A luta pela qual fomos às ruas não é só pelo transporte, não mesmo, mas vejo urgência que essa seja atendida para que a população seja menos explorada. Enquanto o governo sabe, muito bem, que o transporte público deveria ser livre, para que a população se apropriasse da cidade. O transporte é o meio que leva os trabalhadores a produzirem riquezas, por que mesmo tem que ser tão caro? Por que mesmo tem que, sequer, ser pago?

Embora sejam muitas as causas, mas hoje temos que negociar essa, a qual o Prefeito se recusa a revisar.

 

A LUTA:

 

O Reaja de Piracicaba e o Pula Catraca começaram o movimento que pede a redução do preço da tarifa do “busão” muito antes de qualquer movimento ser televisionado, e manifestos começarem. Essa luta é de toda a população, os que usam carros sabem como o trânsito em Piracicaba está complicado, e como é difícil andar pelas ruas seja a pé, seja de ônibus, seja de carro.

A luta é de todos!

 

O PROTESTO:

 

A onda de protesto que surgiu em todo o Brasil, chamada de “o Gigante acordou” renovou o espírito dos Piracicabanos que foram as ruas ontem.

Ao chegar ao terminal central, após o atraso devido à necessidade de pegar dois ônibus, vi o número de pessoas e uma felicidade súbita tomou conta de mim, era um fenômeno novo, feito por uma juventude diferente da que viveu o impeachment de Collor, diferente em interesses, em pensamento e atitudes, mas não diferente em causas, ouvi os mesmo gritos sobre educação, segurança, trabalho, fome, corrupção. Isso é triste, porque ainda vivemos em um país onde a maioria dos governantes esqueceu-se do povo!

As ruas foram tomadas e os hinos eram lindos, eram emocionantes, contive minhas lágrimas, mas não contive meus arrepios.

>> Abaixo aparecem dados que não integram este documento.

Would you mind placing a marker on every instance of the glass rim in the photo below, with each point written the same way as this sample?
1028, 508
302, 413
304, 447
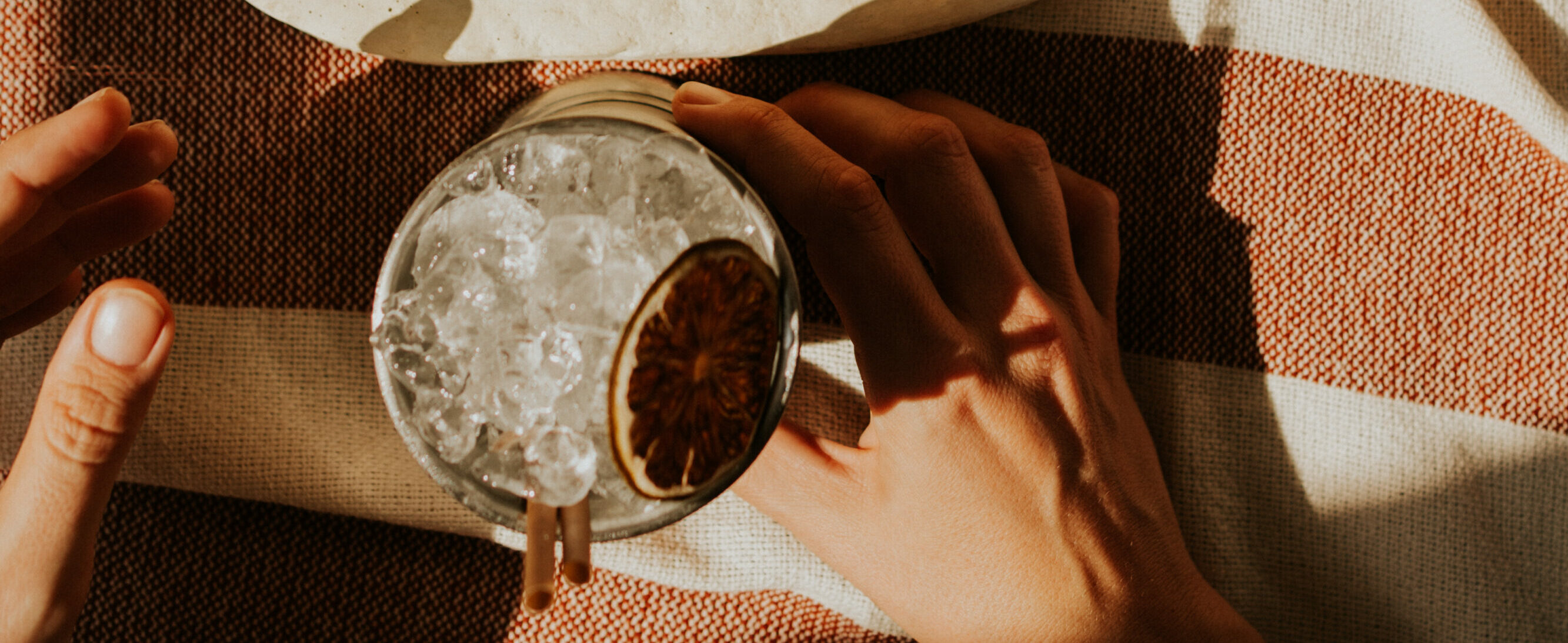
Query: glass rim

A ponte com elevador foi tomada! Aquela identificada com uma placa ADM 2009 -2012.

Até esse momento vi muita alegria, muito sorriso e bastante civismo, mas a partir desse ponto vi pela primeira vez o perigo, dois rapazes descendo a rua com pneus, máscaras (camisetas) e sacos de folhas, eles foram até uma árvore milenar, próxima a biblioteca municipal. Um dos carros tocava a música “Sociedade Alternativa” de Raul Seixas, vi pessoas falarem com os rapazes, mas não os vi acender o primeiro fósforo.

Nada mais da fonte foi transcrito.